JAMES GETS A SECOND CHANCE TO PHOTOGRAPH A SPERM WHALE BUT THIS TIME IT’S IN UK WATERS.
October 1999. I was on a gap year in New Zealand to see the natural wonders of the country. In the nutrient-rich waters off Kaikoura, against a backdrop of snowdusted mountains, a sperm whale dived and gracefully lifted its iconic tail to the gasps of an appreciative audience on a tourist boat.
It was as though it was waving goodbye – after three whale-watching trips in succession, I was about to return to shore with some happy memories but in the knowledge I’d be moving on soon and unlikely to witness this beautiful sight again. I didn’t even have a proper camera for a souvenir photo.
Fast forward 14 years and the exciting news of a sperm whale lingering around Oban on the west coast of Scotland had me reaching for my phone. Could I get there in time to see it? Travel abroad is difficult these days with a job and family commitments, but . . . a sperm whale? Off Oban? It was only an eight-hour journey and I had a strong wish to set eyes on one again. It would be like seeing an old friend.
It seemed crazy but, if nothing else, I’d get to see some nice scenery. I rounded up some friends and we headed north from London.
Bleary eyes the next morning were moistened by a nip in the air. It was calm and clear and going to be a good day. The still waters of Oban Bay were initially broken only by the odd gull dropping in for a dip, while a few local ‘tysties’ (black guillemots) buzzed about the sound.

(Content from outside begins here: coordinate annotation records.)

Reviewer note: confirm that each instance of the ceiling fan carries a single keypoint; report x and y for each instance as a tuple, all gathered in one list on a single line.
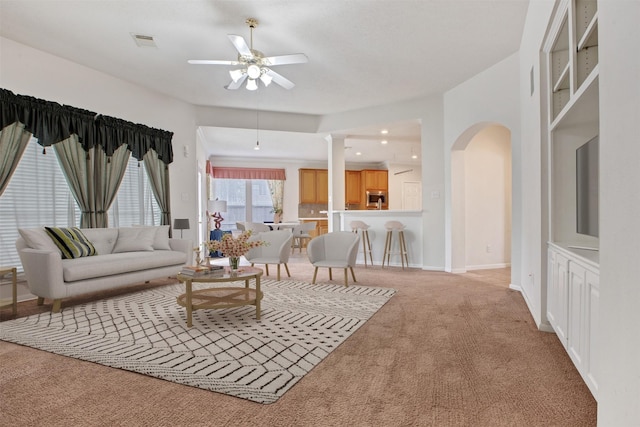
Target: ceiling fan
[(254, 65)]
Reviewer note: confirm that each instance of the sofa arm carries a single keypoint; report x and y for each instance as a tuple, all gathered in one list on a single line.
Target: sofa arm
[(183, 245), (43, 270)]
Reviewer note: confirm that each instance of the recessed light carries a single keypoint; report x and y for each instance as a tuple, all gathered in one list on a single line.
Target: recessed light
[(143, 40)]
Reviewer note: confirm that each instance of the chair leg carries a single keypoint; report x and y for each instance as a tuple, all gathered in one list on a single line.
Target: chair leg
[(366, 233)]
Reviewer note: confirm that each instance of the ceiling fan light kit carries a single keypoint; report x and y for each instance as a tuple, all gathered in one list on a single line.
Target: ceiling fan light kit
[(255, 66)]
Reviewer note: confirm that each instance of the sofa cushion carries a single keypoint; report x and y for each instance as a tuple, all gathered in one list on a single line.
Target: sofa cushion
[(71, 242), (119, 263), (135, 239), (37, 238), (103, 239)]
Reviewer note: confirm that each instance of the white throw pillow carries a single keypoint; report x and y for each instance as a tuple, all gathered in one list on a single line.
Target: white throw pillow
[(161, 239), (37, 238), (134, 239)]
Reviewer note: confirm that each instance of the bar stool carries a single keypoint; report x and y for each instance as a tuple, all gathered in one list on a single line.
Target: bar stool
[(363, 228), (398, 227)]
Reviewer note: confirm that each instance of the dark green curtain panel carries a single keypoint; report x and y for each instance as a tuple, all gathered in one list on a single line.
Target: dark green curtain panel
[(51, 123)]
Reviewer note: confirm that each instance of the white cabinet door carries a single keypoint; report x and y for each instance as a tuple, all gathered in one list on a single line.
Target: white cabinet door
[(557, 294), (591, 368)]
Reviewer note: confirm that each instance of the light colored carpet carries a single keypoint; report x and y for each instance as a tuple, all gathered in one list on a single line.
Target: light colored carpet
[(226, 351)]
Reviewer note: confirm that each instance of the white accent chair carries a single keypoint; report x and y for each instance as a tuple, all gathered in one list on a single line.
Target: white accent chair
[(301, 235), (337, 249), (256, 227), (276, 251)]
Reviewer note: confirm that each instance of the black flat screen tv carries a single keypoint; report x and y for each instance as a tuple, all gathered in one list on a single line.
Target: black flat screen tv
[(587, 167)]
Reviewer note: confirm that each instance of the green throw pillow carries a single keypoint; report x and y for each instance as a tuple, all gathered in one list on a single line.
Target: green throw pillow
[(71, 242)]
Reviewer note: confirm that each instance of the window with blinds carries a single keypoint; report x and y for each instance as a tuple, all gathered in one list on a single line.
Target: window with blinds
[(135, 203), (37, 195), (247, 200)]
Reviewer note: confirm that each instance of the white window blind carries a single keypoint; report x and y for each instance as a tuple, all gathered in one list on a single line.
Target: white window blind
[(247, 200), (37, 195), (135, 203)]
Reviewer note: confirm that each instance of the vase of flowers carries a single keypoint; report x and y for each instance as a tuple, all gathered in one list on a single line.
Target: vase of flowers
[(234, 247)]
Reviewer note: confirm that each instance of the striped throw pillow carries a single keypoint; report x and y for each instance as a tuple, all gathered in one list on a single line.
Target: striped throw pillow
[(71, 242)]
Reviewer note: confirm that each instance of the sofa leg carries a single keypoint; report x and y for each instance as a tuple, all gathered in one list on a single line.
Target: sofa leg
[(286, 267)]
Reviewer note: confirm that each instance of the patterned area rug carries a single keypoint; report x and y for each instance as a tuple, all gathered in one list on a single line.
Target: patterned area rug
[(226, 351)]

Then came the shout. The whale was still here! Word got around fast and local residents started to gather on the quay. A TV news crew appeared and asked questions about the whale and how far we had travelled. And there it was – a dark line breaking the surface of the water and the occasional blow betraying its presence, but mostly it was out of view and surprisingly unobtrusive for a creature of its size.
However, with persistence (and some good optics) we observed more than just this logging behaviour, with the beast even spyhopping on one occasion. I wondered if I might get that picture that had so eluded me in New Zealand. It seemed a tall order and the whale was still some way out.
Then it started to move closer to the shore. Residents overlooking the bay had a rare and amazing view of the cetacean from their windows. I’m sure that can’t happen very often! I broke away from watching the whale to quickly scan for birds only to hear an excited shout from my companion: “It’s fluking, it’s fluking!”
Swinging round, I captured some shots just in time. There was that wonderful tail I would have photographed all those years ago if only I’d had a proper camera. Actually I think the seafront houses on the Scottish mainland create a much more intriguing picture than the Antipodean mountain scenery. I finally got my souvenir.
“IT WAS ONLY AN EIGHT-HOUR JOURNEY AND I HAD A STRONG WISH TO SEE ONE AGAIN. IT WOULD BE LIKE SPOTTING AN OLD FRIEND.”
A sperm whale in Oban Bay, Scotland, created excitement amongst a crowd of spectators, which included James.